Just to clarify a little (the above is completely accurate, but it might not be obvious how portage works just from reading this):

The world set is a list of every package that you've executed an emerge <package> command on, without a -1 on the command line. So, if you type emerge xterm, then xterm is in your world set. A package is removed from world if you uninstall it, or if you edit that file manually.

Packages that are installed because they are needed by packages that you install are not added to world, unless you later manually emerge them without a -1 on the command line.

The idea is that anything you explicitly ask for is something that portage will try to keep around for you, and anything you don't explicitly ask for is something that portage will try to get rid of if it isn't needed later.

So, those ruby packages ended up in world because you emerged them. Any new version that goes stable/testing on those packages will consequently get pulled in by an emerge -u world.
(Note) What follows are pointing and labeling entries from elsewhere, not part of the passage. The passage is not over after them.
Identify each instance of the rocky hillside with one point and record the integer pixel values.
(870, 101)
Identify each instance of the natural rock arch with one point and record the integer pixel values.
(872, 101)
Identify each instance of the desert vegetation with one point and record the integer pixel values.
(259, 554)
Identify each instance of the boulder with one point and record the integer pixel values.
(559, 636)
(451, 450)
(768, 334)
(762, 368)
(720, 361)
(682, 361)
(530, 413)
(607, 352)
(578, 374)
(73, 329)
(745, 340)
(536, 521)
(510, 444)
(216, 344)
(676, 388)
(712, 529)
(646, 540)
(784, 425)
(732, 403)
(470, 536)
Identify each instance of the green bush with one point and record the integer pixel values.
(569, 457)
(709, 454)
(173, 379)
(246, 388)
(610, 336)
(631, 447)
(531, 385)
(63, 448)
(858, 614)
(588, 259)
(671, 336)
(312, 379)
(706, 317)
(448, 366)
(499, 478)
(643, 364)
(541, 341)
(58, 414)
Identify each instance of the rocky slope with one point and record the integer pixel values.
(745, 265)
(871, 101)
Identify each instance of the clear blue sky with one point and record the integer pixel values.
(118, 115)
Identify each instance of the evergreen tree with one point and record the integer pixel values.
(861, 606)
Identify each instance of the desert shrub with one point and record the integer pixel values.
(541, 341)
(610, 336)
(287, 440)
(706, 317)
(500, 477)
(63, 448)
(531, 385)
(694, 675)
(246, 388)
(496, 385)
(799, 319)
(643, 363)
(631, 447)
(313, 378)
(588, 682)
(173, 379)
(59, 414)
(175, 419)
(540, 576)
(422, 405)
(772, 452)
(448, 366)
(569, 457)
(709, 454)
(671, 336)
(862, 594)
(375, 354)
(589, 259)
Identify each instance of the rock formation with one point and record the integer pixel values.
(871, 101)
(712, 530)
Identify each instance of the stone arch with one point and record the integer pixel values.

The real issue (as was pointed out) is that packages shouldn't even be marked for testing (let alone stable) if they don't actually build, or if they have serious problems. They should be masked, so that only those interested in developing/debugging the package get hit with it.

I don't want to comment on the packages you listed in particular, but sometimes you can run into build issues due to a need to run revdep-rebuild, or lafilefixer, or to rebuild some library. I had an x86 chroot that absolutely refused to build imagemagick until I just reinstalled the whole thing from stage3 - probably some obscure library/compiler problem. So a build error might not reflect a problem with the package you're trying to build. Obviously we still try to avoid these kinds of issues and warn users when they are likely to happen.

I'd continue to follow the bug, and if it seems like something like this isn't being resolved expediently feel free to contact the QA team:
http://www.gentoo.org/proj/en/qa/

The QA team ensures that Gentoo quality policies are being followed and can poke maintainers or step in as appropriate.

Note that I haven't reviewed the packages/bugs that are being discussed here, so none of this is targeted at anybody in particular. I'm just pointing out how things like this are supposed to work in general.